PRODUTOR RURAL ACIONA JUSTIÇA CONTRA PREFEITURA DE RONCADOR POR RETIRADA FORÇADA DE RESFRIADOR DE LEITE

O agricultor afirma ter sido obrigado a descartar cerca de 400 litros de leite, gerando prejuízo financeiro e emocional.

Roncador PR: resfriador de leite sendo retirado da propriedade

Um agricultor do Roncador (PR) ingressou com ação judicial contra o Município e o Estado do Paraná, alegando abuso de autoridade, falsificação de assinatura e danos morais e materiais após a retirada forçada de um resfriador de leite de sua propriedade.

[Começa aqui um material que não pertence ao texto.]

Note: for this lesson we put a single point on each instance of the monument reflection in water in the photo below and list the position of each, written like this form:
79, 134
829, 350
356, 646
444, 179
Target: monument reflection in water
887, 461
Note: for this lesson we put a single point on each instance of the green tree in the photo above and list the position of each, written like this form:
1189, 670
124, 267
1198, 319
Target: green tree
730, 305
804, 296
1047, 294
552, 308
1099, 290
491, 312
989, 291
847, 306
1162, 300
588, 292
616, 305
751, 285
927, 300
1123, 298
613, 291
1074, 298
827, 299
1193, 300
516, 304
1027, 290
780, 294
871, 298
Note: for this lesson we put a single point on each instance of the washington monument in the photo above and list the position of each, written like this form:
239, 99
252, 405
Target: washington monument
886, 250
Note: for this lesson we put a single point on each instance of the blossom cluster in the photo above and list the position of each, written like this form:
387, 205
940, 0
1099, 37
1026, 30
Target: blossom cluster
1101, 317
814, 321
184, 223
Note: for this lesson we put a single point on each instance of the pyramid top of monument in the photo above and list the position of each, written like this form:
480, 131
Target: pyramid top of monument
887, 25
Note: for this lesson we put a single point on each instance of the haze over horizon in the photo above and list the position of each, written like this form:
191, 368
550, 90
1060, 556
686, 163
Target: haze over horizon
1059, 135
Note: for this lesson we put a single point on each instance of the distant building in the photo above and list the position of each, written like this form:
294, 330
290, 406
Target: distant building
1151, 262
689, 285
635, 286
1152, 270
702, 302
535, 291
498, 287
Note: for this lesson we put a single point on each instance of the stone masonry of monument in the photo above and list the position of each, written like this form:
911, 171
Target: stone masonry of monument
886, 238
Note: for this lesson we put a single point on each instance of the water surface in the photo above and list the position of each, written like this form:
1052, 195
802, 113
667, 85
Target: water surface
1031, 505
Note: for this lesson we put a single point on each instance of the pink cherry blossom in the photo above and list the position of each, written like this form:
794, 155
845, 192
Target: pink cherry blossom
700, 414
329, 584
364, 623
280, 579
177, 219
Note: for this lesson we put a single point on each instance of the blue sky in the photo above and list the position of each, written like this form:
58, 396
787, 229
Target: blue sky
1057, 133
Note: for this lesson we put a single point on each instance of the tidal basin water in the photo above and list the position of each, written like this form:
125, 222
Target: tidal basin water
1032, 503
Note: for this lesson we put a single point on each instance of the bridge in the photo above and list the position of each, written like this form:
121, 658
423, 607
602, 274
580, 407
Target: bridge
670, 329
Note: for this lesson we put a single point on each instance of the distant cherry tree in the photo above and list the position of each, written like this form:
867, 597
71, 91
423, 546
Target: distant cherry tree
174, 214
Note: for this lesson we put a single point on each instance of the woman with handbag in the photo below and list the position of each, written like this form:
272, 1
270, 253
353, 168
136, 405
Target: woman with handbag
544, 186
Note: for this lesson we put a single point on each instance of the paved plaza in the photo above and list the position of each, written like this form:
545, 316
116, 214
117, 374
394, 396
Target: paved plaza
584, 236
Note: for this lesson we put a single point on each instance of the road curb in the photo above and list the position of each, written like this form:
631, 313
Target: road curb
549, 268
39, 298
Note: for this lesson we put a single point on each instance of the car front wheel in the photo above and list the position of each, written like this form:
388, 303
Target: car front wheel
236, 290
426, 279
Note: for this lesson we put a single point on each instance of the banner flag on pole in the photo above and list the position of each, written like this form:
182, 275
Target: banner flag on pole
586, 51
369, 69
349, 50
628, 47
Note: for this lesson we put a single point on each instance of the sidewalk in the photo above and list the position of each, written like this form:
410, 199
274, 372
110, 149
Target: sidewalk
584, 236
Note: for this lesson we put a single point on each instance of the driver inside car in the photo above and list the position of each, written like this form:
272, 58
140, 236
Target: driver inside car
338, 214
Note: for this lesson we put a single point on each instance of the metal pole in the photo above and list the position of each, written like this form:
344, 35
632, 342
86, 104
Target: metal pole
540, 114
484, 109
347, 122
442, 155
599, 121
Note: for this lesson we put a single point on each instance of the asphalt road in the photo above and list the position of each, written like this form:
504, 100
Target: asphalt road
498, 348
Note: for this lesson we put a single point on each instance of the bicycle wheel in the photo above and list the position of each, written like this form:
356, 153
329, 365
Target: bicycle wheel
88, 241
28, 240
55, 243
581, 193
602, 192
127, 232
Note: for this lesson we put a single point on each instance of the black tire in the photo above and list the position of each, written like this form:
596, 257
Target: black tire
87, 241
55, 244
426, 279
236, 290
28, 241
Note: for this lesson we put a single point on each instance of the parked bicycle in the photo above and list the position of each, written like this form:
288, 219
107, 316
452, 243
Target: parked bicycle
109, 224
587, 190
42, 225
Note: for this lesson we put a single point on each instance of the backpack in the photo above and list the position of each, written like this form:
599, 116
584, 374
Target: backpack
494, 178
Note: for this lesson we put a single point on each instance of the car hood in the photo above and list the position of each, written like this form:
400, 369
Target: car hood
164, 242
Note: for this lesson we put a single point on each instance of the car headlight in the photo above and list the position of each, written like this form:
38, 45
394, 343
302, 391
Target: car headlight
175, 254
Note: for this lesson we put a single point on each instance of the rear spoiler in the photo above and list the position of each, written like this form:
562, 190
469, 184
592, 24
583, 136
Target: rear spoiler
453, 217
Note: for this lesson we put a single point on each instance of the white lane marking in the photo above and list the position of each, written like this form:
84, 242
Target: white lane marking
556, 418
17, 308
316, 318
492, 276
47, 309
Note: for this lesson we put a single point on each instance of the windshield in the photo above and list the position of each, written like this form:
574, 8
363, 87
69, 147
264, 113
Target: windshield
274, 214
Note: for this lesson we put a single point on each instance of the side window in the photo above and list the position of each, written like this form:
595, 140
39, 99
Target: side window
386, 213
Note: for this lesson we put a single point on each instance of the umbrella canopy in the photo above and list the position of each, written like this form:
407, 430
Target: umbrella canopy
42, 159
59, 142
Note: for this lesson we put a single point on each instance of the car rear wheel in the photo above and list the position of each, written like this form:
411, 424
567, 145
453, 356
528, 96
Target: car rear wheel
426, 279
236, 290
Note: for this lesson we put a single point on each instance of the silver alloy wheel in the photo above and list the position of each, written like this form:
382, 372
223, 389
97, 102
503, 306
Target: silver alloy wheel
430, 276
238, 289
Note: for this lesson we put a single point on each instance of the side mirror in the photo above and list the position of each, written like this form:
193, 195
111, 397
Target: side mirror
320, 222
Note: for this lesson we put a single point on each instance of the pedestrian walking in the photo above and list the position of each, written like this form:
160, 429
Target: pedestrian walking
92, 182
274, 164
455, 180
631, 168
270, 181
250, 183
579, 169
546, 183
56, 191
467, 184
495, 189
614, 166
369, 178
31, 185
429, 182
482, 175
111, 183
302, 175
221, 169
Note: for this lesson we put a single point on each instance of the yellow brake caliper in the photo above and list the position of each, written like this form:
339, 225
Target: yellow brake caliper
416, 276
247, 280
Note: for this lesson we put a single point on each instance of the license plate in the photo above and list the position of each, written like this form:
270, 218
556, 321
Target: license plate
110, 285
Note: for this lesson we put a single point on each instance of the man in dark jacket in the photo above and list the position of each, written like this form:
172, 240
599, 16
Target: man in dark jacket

OS PRINCIPAIS PONTOS DA AÇÃO

  • Benefício recebido durante a pandemia
    O produtor foi contemplado em 2022 com um resfriador de leite distribuído pela prefeitura a pequenos agricultores como apoio à produção no período da COVID-19.

  • Instalação e uso comprovado
    O equipamento teria sido instalado em março de 2023 e estaria sendo utilizado regularmente, conforme recibos apresentados no processo.

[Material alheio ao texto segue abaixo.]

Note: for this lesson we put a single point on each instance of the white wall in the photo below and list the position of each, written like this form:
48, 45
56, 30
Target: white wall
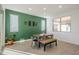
73, 36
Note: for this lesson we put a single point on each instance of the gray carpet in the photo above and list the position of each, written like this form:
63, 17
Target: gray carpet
63, 48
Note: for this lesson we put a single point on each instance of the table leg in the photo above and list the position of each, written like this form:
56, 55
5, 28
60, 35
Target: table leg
44, 47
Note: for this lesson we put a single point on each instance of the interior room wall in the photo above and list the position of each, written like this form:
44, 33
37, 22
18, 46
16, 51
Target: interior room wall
73, 36
25, 30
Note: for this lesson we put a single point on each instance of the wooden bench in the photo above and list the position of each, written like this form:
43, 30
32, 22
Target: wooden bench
46, 42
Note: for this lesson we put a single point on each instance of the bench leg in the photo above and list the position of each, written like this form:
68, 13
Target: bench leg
56, 43
39, 45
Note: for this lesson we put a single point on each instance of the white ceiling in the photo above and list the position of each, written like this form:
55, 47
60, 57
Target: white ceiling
37, 9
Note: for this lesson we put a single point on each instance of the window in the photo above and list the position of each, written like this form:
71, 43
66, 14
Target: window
13, 23
62, 24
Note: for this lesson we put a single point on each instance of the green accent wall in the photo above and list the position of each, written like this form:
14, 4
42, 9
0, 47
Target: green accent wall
25, 31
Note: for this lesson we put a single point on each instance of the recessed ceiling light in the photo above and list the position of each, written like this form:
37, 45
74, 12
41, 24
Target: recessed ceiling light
60, 6
29, 8
44, 8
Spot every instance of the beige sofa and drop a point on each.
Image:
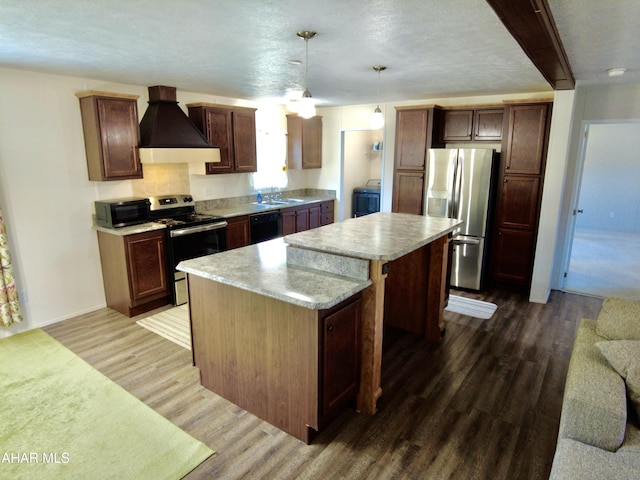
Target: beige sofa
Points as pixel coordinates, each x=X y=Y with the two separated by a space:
x=599 y=436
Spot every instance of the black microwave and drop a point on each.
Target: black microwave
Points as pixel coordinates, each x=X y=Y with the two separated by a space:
x=122 y=212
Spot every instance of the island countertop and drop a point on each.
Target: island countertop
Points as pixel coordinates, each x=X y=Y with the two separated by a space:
x=262 y=268
x=379 y=236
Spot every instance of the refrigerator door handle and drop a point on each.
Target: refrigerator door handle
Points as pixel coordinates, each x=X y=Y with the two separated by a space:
x=453 y=204
x=466 y=241
x=457 y=185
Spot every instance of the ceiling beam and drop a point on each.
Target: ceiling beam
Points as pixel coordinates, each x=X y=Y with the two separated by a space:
x=531 y=23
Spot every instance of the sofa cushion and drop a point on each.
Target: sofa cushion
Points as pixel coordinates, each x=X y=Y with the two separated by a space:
x=594 y=407
x=576 y=460
x=624 y=357
x=619 y=319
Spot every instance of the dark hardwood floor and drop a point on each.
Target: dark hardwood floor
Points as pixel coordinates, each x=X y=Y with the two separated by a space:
x=482 y=404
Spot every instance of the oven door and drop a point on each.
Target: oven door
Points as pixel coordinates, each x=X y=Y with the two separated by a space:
x=192 y=242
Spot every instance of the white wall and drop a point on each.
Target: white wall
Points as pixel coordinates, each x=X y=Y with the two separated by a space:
x=616 y=102
x=552 y=194
x=609 y=191
x=47 y=201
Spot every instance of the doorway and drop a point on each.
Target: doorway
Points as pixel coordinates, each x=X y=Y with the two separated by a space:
x=362 y=160
x=604 y=259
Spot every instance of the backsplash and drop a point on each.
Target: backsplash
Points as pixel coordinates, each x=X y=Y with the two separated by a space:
x=218 y=203
x=163 y=179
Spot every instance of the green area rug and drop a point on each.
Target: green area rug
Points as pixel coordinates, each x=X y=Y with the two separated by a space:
x=61 y=418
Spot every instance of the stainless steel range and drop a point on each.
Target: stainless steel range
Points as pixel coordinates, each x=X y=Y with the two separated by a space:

  • Retirada com presença policial
    De acordo com a ação, em outubro de 2024, funcionários da prefeitura, acompanhados por dois policiais militares, teriam entrado na propriedade, sem ordem judicial, para recolher o equipamento.

  • Perda da produção
    O agricultor afirma ter sido obrigado a descartar cerca de 400 litros de leite, gerando prejuízo financeiro e emocional.

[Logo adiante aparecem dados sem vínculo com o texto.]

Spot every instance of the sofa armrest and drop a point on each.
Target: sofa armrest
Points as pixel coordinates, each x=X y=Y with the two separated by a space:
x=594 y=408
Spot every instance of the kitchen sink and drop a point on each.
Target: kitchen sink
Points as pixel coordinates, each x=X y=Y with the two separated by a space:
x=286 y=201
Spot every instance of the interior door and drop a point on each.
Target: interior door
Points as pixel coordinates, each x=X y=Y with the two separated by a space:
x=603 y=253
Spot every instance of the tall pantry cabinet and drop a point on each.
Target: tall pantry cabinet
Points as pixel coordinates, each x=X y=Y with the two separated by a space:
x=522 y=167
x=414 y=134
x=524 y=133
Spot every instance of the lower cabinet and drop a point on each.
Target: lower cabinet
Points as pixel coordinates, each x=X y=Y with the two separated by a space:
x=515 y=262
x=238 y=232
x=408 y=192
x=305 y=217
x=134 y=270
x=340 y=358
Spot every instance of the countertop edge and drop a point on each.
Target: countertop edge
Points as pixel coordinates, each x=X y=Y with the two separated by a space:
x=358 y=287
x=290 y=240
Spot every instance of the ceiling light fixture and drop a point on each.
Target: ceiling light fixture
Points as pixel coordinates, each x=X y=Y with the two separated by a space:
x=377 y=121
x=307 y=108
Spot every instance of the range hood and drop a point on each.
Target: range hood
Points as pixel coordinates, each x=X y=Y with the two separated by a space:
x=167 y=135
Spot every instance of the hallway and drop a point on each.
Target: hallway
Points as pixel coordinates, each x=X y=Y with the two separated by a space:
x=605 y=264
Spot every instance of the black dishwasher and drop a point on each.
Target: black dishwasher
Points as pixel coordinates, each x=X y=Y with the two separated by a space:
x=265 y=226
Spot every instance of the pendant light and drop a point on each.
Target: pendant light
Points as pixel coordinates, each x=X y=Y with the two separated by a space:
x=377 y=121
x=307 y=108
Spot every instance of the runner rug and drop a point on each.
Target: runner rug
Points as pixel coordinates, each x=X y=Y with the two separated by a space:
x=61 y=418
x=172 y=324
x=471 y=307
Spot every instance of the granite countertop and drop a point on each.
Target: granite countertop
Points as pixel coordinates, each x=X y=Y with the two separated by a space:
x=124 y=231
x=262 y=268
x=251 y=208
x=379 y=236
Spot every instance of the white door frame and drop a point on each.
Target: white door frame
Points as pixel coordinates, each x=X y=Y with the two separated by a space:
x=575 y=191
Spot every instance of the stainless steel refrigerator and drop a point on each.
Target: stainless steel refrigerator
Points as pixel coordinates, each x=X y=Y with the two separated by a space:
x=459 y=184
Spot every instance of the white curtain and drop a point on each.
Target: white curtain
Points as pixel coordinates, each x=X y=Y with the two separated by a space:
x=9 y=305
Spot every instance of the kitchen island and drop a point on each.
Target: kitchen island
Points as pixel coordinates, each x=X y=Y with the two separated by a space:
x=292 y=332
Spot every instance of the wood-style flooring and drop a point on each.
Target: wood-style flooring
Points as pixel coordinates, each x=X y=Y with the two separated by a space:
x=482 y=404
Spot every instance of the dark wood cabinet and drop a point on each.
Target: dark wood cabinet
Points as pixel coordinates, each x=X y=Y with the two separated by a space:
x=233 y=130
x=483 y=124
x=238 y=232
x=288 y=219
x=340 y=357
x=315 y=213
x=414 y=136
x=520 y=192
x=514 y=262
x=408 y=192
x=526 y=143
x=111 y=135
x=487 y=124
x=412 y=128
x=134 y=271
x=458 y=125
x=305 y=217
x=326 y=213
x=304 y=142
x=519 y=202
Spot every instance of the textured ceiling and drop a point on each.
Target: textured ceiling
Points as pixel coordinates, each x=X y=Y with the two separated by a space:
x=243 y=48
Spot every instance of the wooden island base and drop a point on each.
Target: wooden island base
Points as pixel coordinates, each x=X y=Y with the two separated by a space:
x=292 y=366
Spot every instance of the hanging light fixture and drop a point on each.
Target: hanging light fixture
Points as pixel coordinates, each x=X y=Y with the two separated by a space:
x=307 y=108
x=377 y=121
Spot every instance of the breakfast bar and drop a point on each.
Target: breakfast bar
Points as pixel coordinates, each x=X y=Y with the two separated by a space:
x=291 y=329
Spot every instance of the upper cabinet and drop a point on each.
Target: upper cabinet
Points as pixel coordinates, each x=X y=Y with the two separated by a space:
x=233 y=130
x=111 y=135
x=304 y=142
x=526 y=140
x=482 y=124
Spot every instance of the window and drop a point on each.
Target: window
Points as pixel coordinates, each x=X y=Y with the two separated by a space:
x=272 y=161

  • Falsificação de assinatura
    A notificação usada para justificar a retirada teria assinatura falsificada, o que, segundo a defesa, configura falsidade ideológica.

  • Abalo emocional da família
    A esposa do agricultor, que sofre de depressão, teria entrado em estado de choque ao presenciar a cena.

  • Pedidos à Justiça
    O processo, protocolado em agosto de 2025, pede indenização por danos materiais e morais, nulidade dos atos administrativos praticados e reconhecimento do abuso de autoridade.

CONTEXTO JURÍDICO

A defesa sustenta violação de direitos constitucionais, como a inviolabilidade de domicílio, o direito à ampla defesa e contraditório e a responsabilidade civil objetiva do Município.

O caso tramita na Vara Cível da Comarca de Iretama sob o número 0001128-66.2025.8.16.0096.